Enfrentar el calor extremo: una prioridad urgente

La jornada dejó otro anuncio central: la presentación del Marco y la Caja de Herramientas para la Gobernanza del Calor Extremo, elaborada con la participación de la Organización Meteorológica Mundial (OMM). El propósito es apoyar a los países en su adaptación a un planeta que se calienta a un ritmo acelerado.

Según datos de la OMM, el calor extremo causa más de medio millón de muertes cada año y, solo en 2024, provocó la pérdida de 639.000 millones de horas de trabajo, un coste equivalente a un billón de dólares, cerca del 1% del PIB global. “Estamos viendo temperaturas que superan los 40 °C o incluso los 50 °C; ya no son la excepción”, alertó su secretaria general, Celeste Saulo.

Por su parte, ACNUR presentó el Fondo para la Protección Ambiental de los Refugiados (REP Fund), definido por la agencia como el primer mecanismo mundial de financiación de carbono impulsado directamente por comunidades refugiadas.

Los primeros proyectos, instalados en Uganda y Ruanda, apuntan a la restauración de más de 100.000 hectáreas de tierra y al acceso a energía limpia para un millón de personas. ACNUR adelantó además que ya se encuentran en fase de diseño nuevas iniciativas en Brasil y Bangladesh, entre ellas un proyecto clave en la Tierra Indígena São Marcos, en Roraima. Se trata de un territorio habitado por 21.000 indígenas y refugiados venezolanos, donde la pérdida acelerada de árboles y suelo amenaza tanto al ecosistema como a la vida comunitaria.

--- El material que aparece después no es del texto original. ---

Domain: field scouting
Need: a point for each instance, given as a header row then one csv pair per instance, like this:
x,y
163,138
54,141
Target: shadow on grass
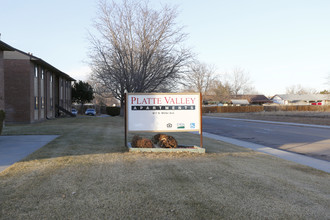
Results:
x,y
94,135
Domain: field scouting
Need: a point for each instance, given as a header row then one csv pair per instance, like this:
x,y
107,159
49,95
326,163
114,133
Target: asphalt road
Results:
x,y
310,141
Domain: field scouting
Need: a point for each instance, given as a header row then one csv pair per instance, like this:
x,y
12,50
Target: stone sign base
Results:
x,y
179,149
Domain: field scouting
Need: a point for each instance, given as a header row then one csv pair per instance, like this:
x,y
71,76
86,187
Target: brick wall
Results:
x,y
18,90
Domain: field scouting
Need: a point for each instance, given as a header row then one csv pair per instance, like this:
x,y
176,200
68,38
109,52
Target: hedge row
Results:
x,y
238,109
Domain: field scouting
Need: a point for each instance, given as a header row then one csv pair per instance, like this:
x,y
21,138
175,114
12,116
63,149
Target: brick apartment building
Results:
x,y
3,47
34,90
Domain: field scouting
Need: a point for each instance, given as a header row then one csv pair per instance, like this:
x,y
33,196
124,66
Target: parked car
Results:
x,y
90,112
74,111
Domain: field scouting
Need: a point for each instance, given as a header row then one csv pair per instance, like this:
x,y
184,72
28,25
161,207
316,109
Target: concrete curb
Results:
x,y
301,159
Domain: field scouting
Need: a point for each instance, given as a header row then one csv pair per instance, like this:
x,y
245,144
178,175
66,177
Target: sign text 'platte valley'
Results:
x,y
169,112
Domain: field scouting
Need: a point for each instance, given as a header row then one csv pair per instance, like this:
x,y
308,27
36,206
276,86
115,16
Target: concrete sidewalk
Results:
x,y
272,122
298,158
15,148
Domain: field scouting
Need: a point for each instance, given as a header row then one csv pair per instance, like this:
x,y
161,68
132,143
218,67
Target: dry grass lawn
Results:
x,y
318,118
87,173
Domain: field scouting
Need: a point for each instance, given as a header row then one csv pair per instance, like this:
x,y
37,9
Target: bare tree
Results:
x,y
138,48
240,81
199,77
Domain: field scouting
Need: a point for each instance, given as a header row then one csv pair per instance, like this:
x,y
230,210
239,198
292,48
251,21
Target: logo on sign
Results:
x,y
192,125
180,126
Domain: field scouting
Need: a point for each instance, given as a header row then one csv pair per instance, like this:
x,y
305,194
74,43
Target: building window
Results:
x,y
36,103
36,71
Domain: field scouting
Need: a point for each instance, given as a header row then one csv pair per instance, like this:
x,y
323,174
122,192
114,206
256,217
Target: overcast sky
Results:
x,y
279,42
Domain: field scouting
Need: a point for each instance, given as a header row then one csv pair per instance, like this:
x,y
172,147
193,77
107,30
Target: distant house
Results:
x,y
305,99
34,90
239,102
250,99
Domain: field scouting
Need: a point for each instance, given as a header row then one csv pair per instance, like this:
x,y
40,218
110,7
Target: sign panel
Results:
x,y
166,112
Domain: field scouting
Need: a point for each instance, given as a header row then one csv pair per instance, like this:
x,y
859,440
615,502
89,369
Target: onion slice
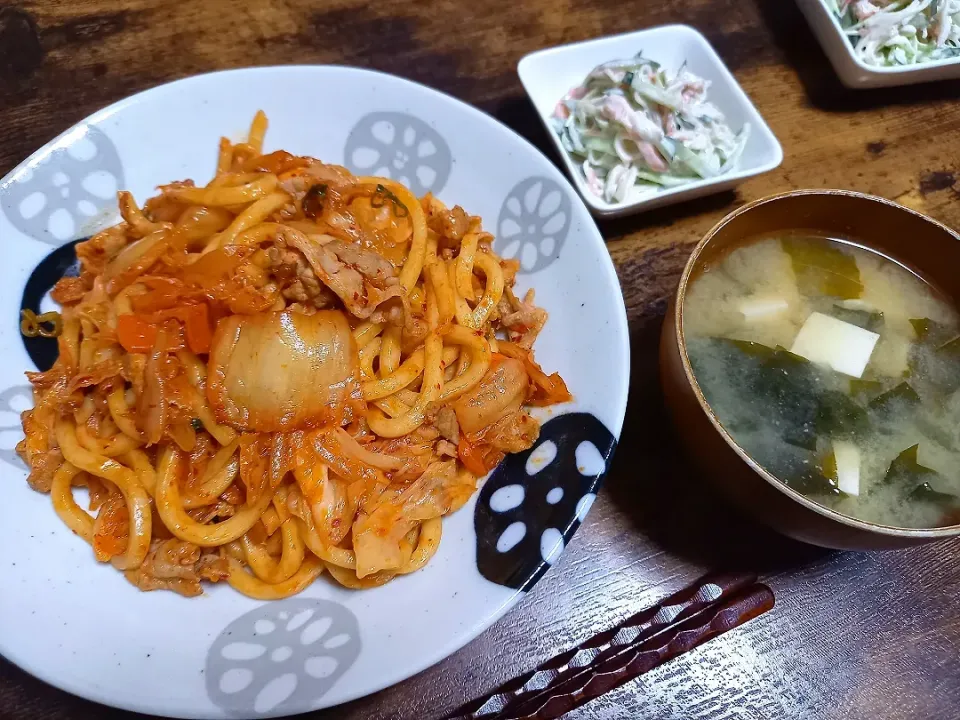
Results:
x,y
283,371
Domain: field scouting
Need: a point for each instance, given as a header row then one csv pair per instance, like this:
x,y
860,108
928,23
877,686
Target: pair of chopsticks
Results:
x,y
711,606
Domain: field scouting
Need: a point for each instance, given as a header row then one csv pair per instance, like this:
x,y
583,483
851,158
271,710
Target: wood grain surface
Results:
x,y
853,635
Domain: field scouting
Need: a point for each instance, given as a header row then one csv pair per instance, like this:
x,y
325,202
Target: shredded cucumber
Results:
x,y
636,128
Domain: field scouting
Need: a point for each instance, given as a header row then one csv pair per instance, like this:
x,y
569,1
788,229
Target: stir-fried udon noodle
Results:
x,y
286,371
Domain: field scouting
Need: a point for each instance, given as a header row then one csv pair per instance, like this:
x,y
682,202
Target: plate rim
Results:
x,y
619,329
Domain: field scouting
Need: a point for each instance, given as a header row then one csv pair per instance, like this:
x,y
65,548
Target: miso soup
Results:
x,y
836,369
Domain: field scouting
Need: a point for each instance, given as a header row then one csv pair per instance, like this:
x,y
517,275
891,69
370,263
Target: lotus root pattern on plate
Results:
x,y
57,199
401,147
533,223
535,500
60,263
281,657
10,424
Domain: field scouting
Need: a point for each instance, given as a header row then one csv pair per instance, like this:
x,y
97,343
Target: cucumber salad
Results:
x,y
635,127
900,32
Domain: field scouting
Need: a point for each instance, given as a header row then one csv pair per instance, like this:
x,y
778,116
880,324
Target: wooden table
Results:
x,y
853,636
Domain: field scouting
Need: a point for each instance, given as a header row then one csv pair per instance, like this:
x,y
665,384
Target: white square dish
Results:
x,y
548,74
853,72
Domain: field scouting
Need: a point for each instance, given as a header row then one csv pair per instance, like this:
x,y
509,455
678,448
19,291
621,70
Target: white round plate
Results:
x,y
81,626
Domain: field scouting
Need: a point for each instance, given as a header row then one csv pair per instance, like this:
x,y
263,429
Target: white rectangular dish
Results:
x,y
853,72
548,74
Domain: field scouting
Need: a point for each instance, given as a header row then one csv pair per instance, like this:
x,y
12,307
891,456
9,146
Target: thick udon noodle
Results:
x,y
370,362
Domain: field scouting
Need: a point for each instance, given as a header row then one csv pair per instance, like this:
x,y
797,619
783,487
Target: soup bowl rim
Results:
x,y
693,262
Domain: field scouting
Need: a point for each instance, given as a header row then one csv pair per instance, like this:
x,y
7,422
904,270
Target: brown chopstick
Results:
x,y
630,664
566,668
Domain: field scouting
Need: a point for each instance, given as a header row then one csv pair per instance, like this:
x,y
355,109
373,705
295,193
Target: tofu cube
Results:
x,y
757,309
847,457
840,345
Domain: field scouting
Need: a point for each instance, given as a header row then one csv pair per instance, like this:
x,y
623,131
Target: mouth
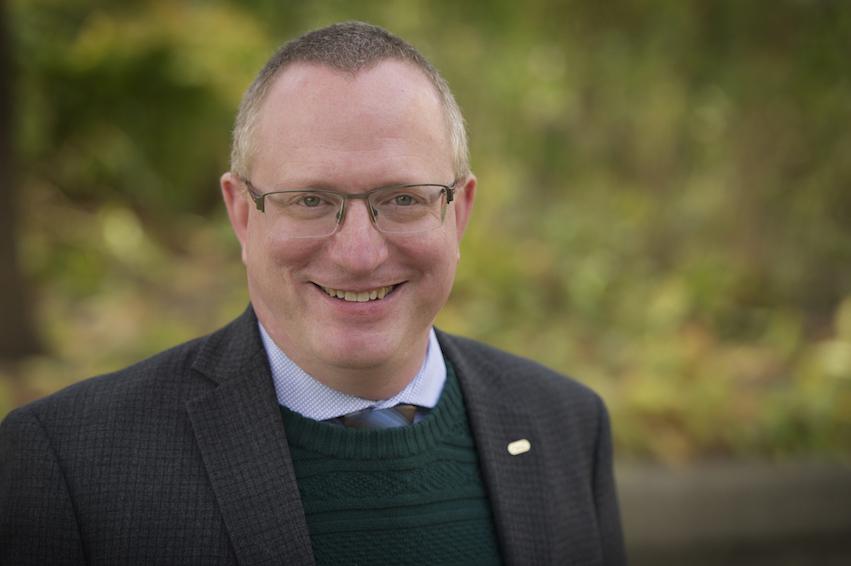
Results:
x,y
376,294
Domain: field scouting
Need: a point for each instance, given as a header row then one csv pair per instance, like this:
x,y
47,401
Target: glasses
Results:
x,y
316,213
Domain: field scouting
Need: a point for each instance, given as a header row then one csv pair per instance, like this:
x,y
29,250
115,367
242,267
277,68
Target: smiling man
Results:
x,y
330,423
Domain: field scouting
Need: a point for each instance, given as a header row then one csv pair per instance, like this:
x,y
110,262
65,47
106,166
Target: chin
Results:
x,y
358,350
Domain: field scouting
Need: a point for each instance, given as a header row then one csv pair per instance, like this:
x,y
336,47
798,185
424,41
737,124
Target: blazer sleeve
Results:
x,y
38,524
605,494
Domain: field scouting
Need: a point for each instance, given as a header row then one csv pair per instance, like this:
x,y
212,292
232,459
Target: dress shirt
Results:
x,y
300,392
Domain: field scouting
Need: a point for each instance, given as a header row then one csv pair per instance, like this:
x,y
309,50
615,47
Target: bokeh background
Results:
x,y
664,213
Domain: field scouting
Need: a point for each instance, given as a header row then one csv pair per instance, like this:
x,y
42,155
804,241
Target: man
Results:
x,y
349,192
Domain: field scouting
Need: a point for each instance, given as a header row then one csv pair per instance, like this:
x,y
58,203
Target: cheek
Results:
x,y
275,255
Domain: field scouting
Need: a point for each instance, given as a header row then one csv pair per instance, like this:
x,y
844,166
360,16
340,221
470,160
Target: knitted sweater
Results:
x,y
408,495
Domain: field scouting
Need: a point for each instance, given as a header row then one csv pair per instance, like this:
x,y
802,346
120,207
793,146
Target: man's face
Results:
x,y
320,128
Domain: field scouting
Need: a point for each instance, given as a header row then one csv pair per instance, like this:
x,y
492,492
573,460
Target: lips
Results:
x,y
358,296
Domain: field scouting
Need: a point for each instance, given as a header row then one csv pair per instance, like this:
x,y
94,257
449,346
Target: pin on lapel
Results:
x,y
519,447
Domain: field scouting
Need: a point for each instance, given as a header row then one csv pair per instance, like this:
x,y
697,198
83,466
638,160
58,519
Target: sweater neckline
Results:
x,y
334,440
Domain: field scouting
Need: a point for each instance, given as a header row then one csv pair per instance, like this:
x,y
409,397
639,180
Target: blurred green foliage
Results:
x,y
664,207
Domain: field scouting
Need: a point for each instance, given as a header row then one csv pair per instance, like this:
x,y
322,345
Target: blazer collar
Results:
x,y
240,435
518,484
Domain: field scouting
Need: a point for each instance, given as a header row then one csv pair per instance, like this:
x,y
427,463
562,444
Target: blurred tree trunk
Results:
x,y
17,336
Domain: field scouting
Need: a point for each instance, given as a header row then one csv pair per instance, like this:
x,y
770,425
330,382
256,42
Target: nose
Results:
x,y
357,246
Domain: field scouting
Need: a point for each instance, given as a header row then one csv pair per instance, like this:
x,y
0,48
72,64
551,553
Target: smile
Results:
x,y
358,296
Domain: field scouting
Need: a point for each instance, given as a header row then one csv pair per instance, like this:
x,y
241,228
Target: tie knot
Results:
x,y
391,417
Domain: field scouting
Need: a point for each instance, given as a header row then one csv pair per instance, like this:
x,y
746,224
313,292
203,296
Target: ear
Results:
x,y
238,207
463,203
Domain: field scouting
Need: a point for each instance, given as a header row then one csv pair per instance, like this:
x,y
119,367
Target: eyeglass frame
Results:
x,y
259,200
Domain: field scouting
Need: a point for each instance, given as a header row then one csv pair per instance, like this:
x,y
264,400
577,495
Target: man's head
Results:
x,y
370,112
348,47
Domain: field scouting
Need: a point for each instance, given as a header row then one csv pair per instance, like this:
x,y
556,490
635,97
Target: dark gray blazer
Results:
x,y
182,459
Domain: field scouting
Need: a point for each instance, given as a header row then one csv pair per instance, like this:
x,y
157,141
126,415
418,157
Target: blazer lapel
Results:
x,y
517,483
241,437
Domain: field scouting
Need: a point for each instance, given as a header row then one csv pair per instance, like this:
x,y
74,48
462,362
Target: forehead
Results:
x,y
316,119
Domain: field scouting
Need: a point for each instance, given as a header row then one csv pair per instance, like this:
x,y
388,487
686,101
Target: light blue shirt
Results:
x,y
300,392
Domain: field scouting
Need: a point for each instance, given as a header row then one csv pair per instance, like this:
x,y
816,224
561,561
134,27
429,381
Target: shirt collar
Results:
x,y
300,392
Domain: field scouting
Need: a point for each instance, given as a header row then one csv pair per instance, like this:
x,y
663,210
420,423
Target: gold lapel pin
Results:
x,y
519,447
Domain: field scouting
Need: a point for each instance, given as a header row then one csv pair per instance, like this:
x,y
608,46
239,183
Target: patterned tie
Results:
x,y
392,417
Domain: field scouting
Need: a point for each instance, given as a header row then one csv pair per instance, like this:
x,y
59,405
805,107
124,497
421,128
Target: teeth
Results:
x,y
362,297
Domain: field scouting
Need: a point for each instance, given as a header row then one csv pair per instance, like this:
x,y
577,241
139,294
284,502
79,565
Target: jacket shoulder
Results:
x,y
516,377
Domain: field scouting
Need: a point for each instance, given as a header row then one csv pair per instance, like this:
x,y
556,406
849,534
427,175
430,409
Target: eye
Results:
x,y
403,200
310,201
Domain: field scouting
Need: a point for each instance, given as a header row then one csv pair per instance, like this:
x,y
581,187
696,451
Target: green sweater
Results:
x,y
409,495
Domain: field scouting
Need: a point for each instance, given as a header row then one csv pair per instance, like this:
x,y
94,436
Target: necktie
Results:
x,y
392,417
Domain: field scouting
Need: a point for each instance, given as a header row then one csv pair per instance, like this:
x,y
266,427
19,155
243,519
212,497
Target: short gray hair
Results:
x,y
348,47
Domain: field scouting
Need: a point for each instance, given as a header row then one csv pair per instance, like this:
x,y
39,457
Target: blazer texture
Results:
x,y
183,459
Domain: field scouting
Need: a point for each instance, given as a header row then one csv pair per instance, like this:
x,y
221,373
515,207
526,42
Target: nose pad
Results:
x,y
371,211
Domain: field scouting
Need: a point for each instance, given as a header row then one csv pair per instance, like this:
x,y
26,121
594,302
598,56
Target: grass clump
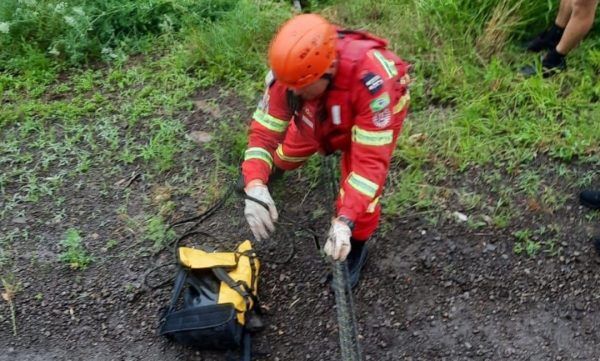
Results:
x,y
74,253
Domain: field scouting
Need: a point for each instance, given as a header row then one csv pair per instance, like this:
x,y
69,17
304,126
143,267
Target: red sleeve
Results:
x,y
268,126
380,97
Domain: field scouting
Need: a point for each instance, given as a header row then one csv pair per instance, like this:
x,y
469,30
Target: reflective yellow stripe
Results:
x,y
388,65
367,137
402,103
362,185
288,158
269,121
259,153
372,205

Reducir a la mitad el desperdicio alimentario

El cierre del día vino de la mano del Programa de las Naciones Unidas para el Medio Ambiente (PNUMA), que presentó la iniciativa Food Waste Breakthrough. Según explicó la agencia, su objetivo es reducir a la mitad el desperdicio de alimentos para 2030 y recortar hasta un 7% las emisiones globales de metano, uno de los gases más potentes del calentamiento global.

“El mundo desperdicia una cantidad imperdonable de comida cada año”, lamentó Inger Andersen, directora ejecutiva del PNUMA, recordando que frenar esta tendencia es esencial para avanzar hacia sistemas alimentarios sostenibles.